Résumé#
Ce projet de loi, appelé la Loi sur l'arrêt des calculs environnementaux de 2025 (Loi sur la SEC de 2025), empêcherait la Commission des valeurs mobilières (SEC) de forcer les entreprises à faire des divulgations liées au climat qui ne sont pas matérielles pour les investisseurs. Il ajoute une règle à la Loi sur les valeurs mobilières stipulant que la SEC ne peut pas exiger de telles divulgations climatiques non matérielles.

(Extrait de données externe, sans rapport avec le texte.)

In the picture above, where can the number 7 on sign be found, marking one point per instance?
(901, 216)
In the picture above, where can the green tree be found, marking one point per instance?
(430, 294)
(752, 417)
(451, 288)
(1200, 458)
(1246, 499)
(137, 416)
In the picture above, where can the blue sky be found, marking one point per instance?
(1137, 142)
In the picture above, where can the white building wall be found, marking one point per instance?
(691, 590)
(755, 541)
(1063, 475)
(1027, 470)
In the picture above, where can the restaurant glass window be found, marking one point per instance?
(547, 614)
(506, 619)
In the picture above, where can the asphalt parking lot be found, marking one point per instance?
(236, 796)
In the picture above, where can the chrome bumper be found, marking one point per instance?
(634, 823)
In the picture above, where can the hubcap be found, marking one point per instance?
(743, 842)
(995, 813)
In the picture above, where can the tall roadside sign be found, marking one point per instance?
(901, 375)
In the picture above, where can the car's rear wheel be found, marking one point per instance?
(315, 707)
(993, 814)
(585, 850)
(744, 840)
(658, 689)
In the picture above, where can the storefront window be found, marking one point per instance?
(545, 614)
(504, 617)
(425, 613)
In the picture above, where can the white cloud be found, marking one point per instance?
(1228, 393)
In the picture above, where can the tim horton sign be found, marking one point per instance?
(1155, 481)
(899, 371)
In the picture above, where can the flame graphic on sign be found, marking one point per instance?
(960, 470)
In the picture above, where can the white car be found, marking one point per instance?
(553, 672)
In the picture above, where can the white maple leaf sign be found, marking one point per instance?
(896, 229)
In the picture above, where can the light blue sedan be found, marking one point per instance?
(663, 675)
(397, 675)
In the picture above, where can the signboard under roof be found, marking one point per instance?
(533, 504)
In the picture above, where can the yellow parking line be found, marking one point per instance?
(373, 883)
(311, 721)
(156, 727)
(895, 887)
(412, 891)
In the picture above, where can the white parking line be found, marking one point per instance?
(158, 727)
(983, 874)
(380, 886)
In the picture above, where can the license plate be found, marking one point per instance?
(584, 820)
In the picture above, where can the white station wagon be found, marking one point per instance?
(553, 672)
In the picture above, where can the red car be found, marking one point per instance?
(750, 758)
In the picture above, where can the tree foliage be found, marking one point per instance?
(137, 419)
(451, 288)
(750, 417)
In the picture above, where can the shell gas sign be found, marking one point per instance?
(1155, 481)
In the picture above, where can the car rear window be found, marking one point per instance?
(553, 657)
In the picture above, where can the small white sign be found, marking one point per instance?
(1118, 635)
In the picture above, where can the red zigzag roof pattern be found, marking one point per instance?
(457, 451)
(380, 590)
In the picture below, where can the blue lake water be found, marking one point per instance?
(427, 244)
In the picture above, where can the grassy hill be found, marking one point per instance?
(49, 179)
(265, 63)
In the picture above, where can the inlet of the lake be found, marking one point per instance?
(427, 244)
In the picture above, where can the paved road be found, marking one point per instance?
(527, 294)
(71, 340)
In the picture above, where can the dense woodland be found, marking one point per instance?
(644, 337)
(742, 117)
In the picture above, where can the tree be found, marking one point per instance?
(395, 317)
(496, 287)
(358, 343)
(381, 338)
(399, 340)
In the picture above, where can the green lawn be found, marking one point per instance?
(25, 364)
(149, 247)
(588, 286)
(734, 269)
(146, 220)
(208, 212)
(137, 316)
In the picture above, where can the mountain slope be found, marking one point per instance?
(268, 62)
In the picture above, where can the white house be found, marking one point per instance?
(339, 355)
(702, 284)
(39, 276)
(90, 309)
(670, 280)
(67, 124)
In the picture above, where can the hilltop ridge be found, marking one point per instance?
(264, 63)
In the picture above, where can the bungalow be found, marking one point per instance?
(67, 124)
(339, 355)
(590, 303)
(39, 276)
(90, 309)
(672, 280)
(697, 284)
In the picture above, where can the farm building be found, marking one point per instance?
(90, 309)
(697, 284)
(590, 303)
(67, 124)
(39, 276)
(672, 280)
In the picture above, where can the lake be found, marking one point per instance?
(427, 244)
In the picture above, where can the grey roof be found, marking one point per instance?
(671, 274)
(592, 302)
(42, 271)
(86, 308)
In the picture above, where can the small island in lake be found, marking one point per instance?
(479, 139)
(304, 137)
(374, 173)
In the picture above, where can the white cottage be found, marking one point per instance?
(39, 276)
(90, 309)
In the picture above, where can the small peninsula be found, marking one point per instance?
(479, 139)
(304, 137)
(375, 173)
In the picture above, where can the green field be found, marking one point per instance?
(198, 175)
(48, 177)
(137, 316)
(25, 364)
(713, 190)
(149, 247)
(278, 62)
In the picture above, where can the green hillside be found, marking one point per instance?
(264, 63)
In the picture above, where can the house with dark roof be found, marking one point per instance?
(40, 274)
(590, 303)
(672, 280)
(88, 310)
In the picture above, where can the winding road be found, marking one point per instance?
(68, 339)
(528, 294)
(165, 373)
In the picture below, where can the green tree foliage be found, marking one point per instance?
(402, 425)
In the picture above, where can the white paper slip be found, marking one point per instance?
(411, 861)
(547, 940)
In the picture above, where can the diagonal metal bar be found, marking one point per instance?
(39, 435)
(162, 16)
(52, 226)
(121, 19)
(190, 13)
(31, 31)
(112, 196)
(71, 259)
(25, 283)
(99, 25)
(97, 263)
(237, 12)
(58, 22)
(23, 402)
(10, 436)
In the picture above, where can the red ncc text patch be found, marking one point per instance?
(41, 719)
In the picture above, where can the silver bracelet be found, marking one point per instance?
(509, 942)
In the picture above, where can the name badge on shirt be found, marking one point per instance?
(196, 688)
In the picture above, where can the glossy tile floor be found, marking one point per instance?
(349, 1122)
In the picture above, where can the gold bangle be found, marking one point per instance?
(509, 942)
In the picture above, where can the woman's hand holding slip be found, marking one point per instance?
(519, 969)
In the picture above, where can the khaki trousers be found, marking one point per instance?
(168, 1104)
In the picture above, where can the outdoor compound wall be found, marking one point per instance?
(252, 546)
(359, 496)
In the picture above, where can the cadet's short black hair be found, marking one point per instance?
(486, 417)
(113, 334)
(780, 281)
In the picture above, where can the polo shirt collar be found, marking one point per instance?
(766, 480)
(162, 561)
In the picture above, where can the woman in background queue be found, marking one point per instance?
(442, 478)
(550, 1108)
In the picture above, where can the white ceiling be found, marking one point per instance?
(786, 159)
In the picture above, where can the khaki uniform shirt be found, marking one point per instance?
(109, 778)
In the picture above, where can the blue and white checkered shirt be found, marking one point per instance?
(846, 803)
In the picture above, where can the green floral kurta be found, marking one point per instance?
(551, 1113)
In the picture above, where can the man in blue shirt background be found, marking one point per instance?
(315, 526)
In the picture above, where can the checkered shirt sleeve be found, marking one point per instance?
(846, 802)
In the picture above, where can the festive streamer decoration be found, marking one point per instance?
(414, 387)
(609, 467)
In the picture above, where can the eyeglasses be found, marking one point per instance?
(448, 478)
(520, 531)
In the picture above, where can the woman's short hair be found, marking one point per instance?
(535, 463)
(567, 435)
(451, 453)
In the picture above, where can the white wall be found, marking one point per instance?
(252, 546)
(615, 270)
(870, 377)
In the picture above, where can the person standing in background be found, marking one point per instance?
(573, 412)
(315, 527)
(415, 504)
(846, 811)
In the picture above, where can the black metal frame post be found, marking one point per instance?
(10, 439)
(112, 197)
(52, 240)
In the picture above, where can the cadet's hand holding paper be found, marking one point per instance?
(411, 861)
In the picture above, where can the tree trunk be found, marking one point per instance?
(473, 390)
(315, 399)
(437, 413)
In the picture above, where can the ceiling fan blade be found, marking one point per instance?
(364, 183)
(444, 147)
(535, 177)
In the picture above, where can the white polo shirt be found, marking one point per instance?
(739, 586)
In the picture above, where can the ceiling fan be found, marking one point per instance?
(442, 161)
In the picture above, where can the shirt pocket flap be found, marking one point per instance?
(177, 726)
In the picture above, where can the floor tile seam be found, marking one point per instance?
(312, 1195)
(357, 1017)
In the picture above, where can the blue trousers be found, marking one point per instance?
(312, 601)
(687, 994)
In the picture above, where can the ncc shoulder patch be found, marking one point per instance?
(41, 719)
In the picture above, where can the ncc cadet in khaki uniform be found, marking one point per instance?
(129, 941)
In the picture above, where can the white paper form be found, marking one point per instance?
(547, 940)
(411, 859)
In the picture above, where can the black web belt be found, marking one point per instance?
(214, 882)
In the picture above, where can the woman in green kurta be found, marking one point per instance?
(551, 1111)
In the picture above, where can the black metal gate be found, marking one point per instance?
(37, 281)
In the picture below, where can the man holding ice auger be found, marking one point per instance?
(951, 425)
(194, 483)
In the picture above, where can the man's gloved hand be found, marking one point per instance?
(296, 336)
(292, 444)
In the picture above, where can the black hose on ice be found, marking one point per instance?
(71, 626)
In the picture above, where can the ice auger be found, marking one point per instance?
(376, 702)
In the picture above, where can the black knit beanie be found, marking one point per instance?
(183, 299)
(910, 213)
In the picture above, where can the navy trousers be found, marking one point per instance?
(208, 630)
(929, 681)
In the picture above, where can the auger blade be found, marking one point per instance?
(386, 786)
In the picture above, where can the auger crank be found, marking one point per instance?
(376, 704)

- Changement principal : La SEC serait interdite d'exiger des informations liées au climat à moins que ces informations ne soient matérielles pour les investisseurs (matériel = important pour la décision d'un investisseur raisonnable).
- À qui cela s'adresse : Le changement s'applique aux « émetteurs », c'est-à-dire aux entreprises qui vendent des valeurs mobilières et sont soumises aux règles de divulgation de la SEC.
- Objectif politique : Le projet de loi semble destiné à limiter l'élaboration de règles par la SEC sur la divulgation climatique à des informations qui répondent clairement à la norme légale de matérialité.
- Ce qu'il ne dit pas : Le projet de loi ne définit pas « matériel » ni n'explique comment cette limite fonctionnerait avec les règles existantes de la SEC ou les litiges concernant les obligations de divulgation.
Ce que cela signifie pour vous#
- Entreprises publiques / émetteurs : La SEC ne pourrait pas vous forcer à rapporter des données liées au climat qui ne sont pas matérielles. Vous devrez toujours divulguer des informations climatiques qui répondent au test de matérialité en vertu de la législation actuelle sur les valeurs mobilières.
- Investisseurs : Vous pourriez avoir moins de données liées au climat obligatoires disponibles si les régulateurs décident que certaines informations climatiques ne sont pas matérielles. Les divulgations volontaires par les entreprises ne seraient pas directement affectées par cette interdiction.
- SEC et régulateurs : La capacité de la SEC à adopter de nouvelles règles exigeant des divulgations climatiques serait réduite aux éléments considérés comme matériels. Les régulateurs pourraient faire face à plus de débats ou de questions juridiques sur ce qui est exactement matériel.
- Conseillers juridiques et auditeurs : Attendez-vous à une augmentation possible des questions juridiques et des déterminations concernant la matérialité lors de l'évaluation des obligations de divulgation.
- Grand public et autres utilisateurs de données d'entreprise : L'accès à des informations climatiques standardisées pourrait être réduit si la SEC ne peut pas l'exiger à moins qu'elle ne soit jugée matérielle pour les investisseurs.
Dépenses#
Aucune information disponible publiquement.
- Le texte du projet de loi et le matériel fourni n'incluent pas de note fiscale ou d'estimation budgétaire.
- Effets possibles qui ne sont pas estimés ici : les entreprises pourraient économiser sur les coûts de reporting si moins de divulgations climatiques obligatoires sont requises ; les régulateurs pourraient faire face à des coûts juridiques ou administratifs pour déterminer ou défendre les limites de matérialité ; les investisseurs et les chercheurs pourraient faire face à des coûts plus élevés pour collecter des données climatiques si elles ne sont pas requises.
Point de vue des partisans#
- Le projet de loi semble destiné à empêcher la SEC d'imposer des exigences de divulgation qui vont au-delà de ce qui est matériel pour les investisseurs.
- Les partisans pourraient faire valoir que cela concentre les règles de divulgation sur des informations qui affectent réellement les décisions des investisseurs.
- Cela pourrait être perçu comme une réduction de la charge réglementaire pour les entreprises en arrêtant les exigences pour des données environnementales plus larges jugées non matérielles.
- Le projet de loi pourrait être présenté comme préservant la norme traditionnelle du droit des valeurs mobilières selon laquelle les divulgations doivent être matérielles.
Point de vue des opposants#
- Une préoccupation est que le projet de loi ne définit pas « matériel », ce qui pourrait créer des disputes et de l'incertitude sur les éléments climatiques qui sont reportables.
- L'interdiction pourrait limiter la capacité de la SEC à exiger des rapports climatiques cohérents sur lesquels certains investisseurs et chercheurs comptent, même si certains éléments sont débattus comme matériels.
- Cela pourrait augmenter les litiges sur la matérialité plutôt que de réduire les disputes de reporting.
- Cela pourrait réduire la disponibilité de données climatiques standardisées qui aident les investisseurs à évaluer les risques à long terme, même si ces risques ne sont pas encore clairement « matériels » selon les tests actuels.